The Music Scene According to Blink
The guy behind Camp a Low Hum just wrote a book about the state of the New Zealand music scene.
Wellington based indie bigwig Ian ‘Blink’ Jorgensen, just published his third book The Problem With Music In New Zealand And How To Fix It & Why I Started And Ran Puppies. You may know Blink from various A Low Hum endeavours including touring bands, releasing records, and of course the camps. TPWMINZAHTFI&WISARP not only makes for a fabulous acronym, it’s also harsh schooling on the realities of New Zealand, music, and money.
Did you know that people in bands make scratch? That APRA is probably ripping you off? Do you know how to stage a DIY show? Do you know anything about NZ?
We caught up with Blink to learn more.
Noisey: Writing a book is not something people seem to do that much anymore.
Blink: It was just a bunch of wanky blog posts. The good thing about a book is that it makes things more authoritative. Even though more people see blogs, they aren’t taken as seriously.
Who’s it for?
A lot of it was just stuff to try to inspire people who want to make a difference within the scene, trying to make more people aware of how the industry runs, how shitty the situation is, and ways it could be more efficient and more transparent. It’s for everybody, for people in NZ, and for people in Australia where it can be quite similar.
What’s keeping you in NZ?
I don’t think people should have to go overseas, that’s kind of the point of the book. I love NZ and I’m sure a lot of people would love to live here and to have a career here. We just simply have to look at things differently. In the 80s and 90s, bands were able to create careers by selling records, now we have to create careers by playing live and making sure the companies involved in royalties do it properly.

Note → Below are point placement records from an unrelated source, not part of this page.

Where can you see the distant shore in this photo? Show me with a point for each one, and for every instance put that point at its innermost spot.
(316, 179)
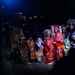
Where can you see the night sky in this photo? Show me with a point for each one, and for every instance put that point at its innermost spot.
(52, 9)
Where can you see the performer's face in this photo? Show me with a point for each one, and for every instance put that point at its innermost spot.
(64, 30)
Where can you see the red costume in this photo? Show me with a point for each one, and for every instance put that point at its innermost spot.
(58, 41)
(49, 49)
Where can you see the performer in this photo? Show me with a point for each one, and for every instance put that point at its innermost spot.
(39, 48)
(67, 44)
(30, 46)
(72, 35)
(49, 47)
(14, 45)
(58, 41)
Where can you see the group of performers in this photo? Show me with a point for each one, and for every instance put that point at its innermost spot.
(53, 45)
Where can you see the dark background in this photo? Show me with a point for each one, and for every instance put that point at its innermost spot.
(55, 11)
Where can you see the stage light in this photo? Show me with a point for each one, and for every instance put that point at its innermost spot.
(35, 17)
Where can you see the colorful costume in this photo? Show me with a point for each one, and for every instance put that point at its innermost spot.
(39, 49)
(30, 46)
(67, 44)
(58, 41)
(49, 47)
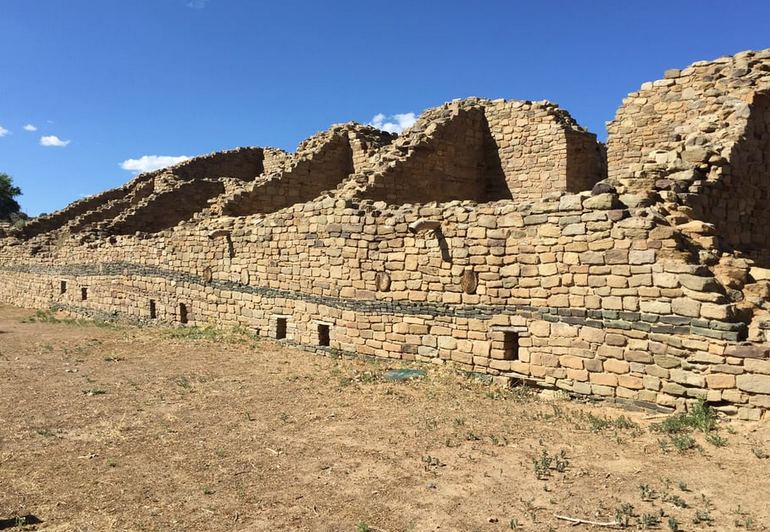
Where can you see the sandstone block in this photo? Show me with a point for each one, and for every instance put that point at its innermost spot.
(616, 366)
(719, 381)
(753, 383)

The ‘The Alcohol Industry Uses The Music Industry To Further Dominate Its Presence and Influence Over Youth Culture’ chapter made me super uneasy.

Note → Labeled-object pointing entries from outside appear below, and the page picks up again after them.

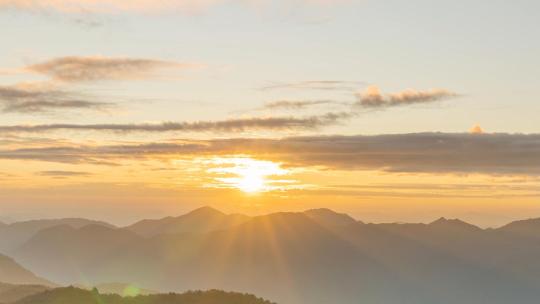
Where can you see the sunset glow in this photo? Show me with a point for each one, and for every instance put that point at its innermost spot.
(247, 174)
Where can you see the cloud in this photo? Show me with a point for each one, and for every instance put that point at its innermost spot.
(63, 173)
(476, 130)
(295, 104)
(324, 85)
(103, 6)
(32, 99)
(413, 153)
(373, 98)
(138, 6)
(85, 69)
(230, 125)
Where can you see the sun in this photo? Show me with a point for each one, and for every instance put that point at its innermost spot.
(246, 174)
(251, 183)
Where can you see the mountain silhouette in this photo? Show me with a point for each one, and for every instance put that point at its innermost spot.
(329, 218)
(12, 272)
(201, 220)
(530, 227)
(297, 257)
(16, 234)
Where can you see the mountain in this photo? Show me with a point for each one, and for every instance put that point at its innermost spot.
(201, 220)
(123, 289)
(530, 227)
(455, 225)
(329, 218)
(70, 295)
(11, 292)
(85, 247)
(309, 257)
(12, 272)
(16, 234)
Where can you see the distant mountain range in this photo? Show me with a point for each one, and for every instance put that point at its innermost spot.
(317, 256)
(12, 272)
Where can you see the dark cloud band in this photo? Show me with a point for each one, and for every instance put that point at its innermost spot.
(417, 152)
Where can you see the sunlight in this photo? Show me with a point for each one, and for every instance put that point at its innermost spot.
(248, 175)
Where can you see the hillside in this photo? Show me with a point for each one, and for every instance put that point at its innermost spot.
(11, 292)
(80, 296)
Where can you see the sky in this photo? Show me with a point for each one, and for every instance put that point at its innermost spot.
(386, 110)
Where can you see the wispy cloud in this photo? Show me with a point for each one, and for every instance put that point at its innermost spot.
(32, 99)
(414, 153)
(63, 173)
(85, 69)
(373, 98)
(141, 6)
(295, 104)
(230, 125)
(103, 6)
(324, 85)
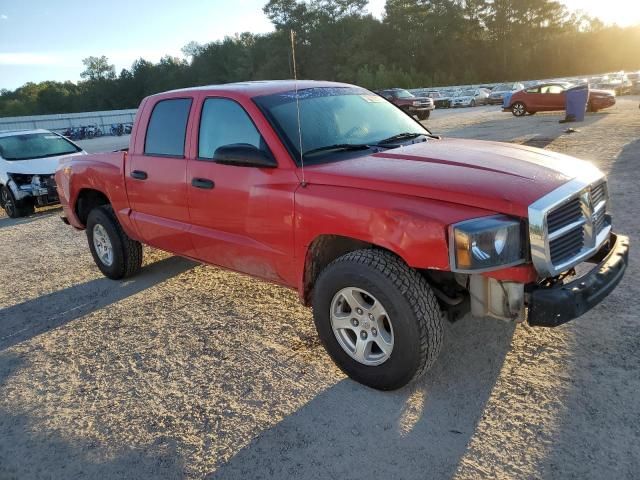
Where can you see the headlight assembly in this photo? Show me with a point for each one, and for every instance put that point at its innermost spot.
(486, 243)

I didn’t recognize how bad it was until doing tours with bands overseas, and going, “Wait a second, there’s a ton of places that bands play that aren’t bars.” It made me realise that in NZ and Australia you’re grown to accept that every event is usually sponsored by a booze company. Those sponsors have a monopoly over music and, yeah. I’m totally fine with people drinking, I do have a problem with it constantly being perceived as cool, and that association that music and alcohol go together.
And years ago I was part of that and was sponsored like that for tours I did, and I feel pretty shit looking back on it.

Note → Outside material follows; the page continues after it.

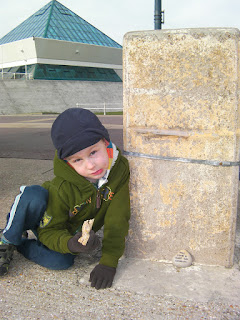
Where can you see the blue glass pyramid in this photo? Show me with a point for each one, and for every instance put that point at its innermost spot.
(55, 21)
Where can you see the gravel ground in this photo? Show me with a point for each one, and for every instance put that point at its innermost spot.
(33, 292)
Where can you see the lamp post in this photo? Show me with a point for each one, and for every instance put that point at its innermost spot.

And meeting Ian MacKaye changed your mind?
He definitely woke me up. I hadn’t even thought about it properly until I met him, you know, the whole straight edge movement wasn’t necessarily about not drinking, it had a lot to do with getting the alcohol companies out of music.
The chapter, 'APRA and PPNZ Are Ripping Off New Zealand Businesses In The Name Of Songwriters Who Have No Idea This Is Going On' was scary.
I just wanted to get other people talking about it. And even in the last couple of days since it’s been out, it’s really resonated. Big articles in newspapers, meetings with APRA and a whole bunch of really high profile NZ acts coming out to talk to me and wanting to be involved with reformatting and making sure APRA become more transparent.
So you’re the man who took down APRA?
Not quite. The idea of APRA is great, but thinking that a band would chase every single radio station and shop that is playing their music is insane. It’s great that we have a company that does this, but the company assumes too much. Music gets played that isn’t on the radio.
‘New Zealand Needs More DIY Venues’ focuses on the idea of 'punk'. You’re saying it’s not punk to be a dickhead?
Yeah, like people don’t see me as “punk” for the stuff that I do, for setting up financially viable projects that go against the mainstream, and provide outlets for young musicians—but that is punk, you know? I don’t piss off the police, I don’t do stupid shit that makes people angry, but I just create infrastructure. Creating a venue that can host bands for years, and doing it without pissing off the local cops, is incredibly punk.
Steve Albini’s essay 'The Problem With Music' has been an inspiration. How important was he in terms of your thinking and ethics?
He was like the first person to really acknowledge what people knew but weren’t talking about. Everyone knew that bands were being fucked over by majors but no one laid it out as clearly and directly as that. And how inflation somehow skipped the music industry. Since the 80s, everything else went up, and bands no longer get record sales, but the cost of going to shows is the same cost as it was 30 years ago. Inflations gone fucking crazy, it just doesn’t make sense.
Not enough people seem to be talking about these problems on a wider level and it can be very easy to just gloss over. Then ten years later everything is worse.
People talk about it, you know, that’s kind of the point of these essays: this is the stuff everybody talks about behind the scenes. I wrote eighty per cent of this book five-years-ago, when I was touring bands, and we all bitched about this stuff in the car. And a lot of the time, it’s quite condescending, like a lot of it makes me seem like I’m a real cock, like I’m telling people how to do their job. Because it’s so simple and clear and obvious, it makes it seem like I’m being patronizing. And that’s part of the reason I didn’t put this out five-years-ago, that I felt it would piss people off for the wrong reasons. I don’t mind pissing people off if they’re going to have a punk reaction and they go and do something fucking rad, but I didn’t want people to read this and think I’m telling people how to do something.
I can’t actually say yet, there will be an announcement in about a month, and larger one around October. I’ve got the next three years planned out already, like I could tell you what I’m doing in April 2017.
How does somebody function like that?
I think I’ve always had a five-year-plan. And if I’m doing a project, I need to know what it’s leading on to. I try to not get too attached to things. I got really attached to camp, and it was pretty emotional for me to end it, which is why I had to finish it. I had become too much part of it. But there’s too much other stuff I want to do.
'The Problem With Music In New Zealand And How To Fix It & Why I Started And Ran Puppies' can be downloaded for free, (if you’re a scrooge) or with a donation. Hardcopies of the book are $12.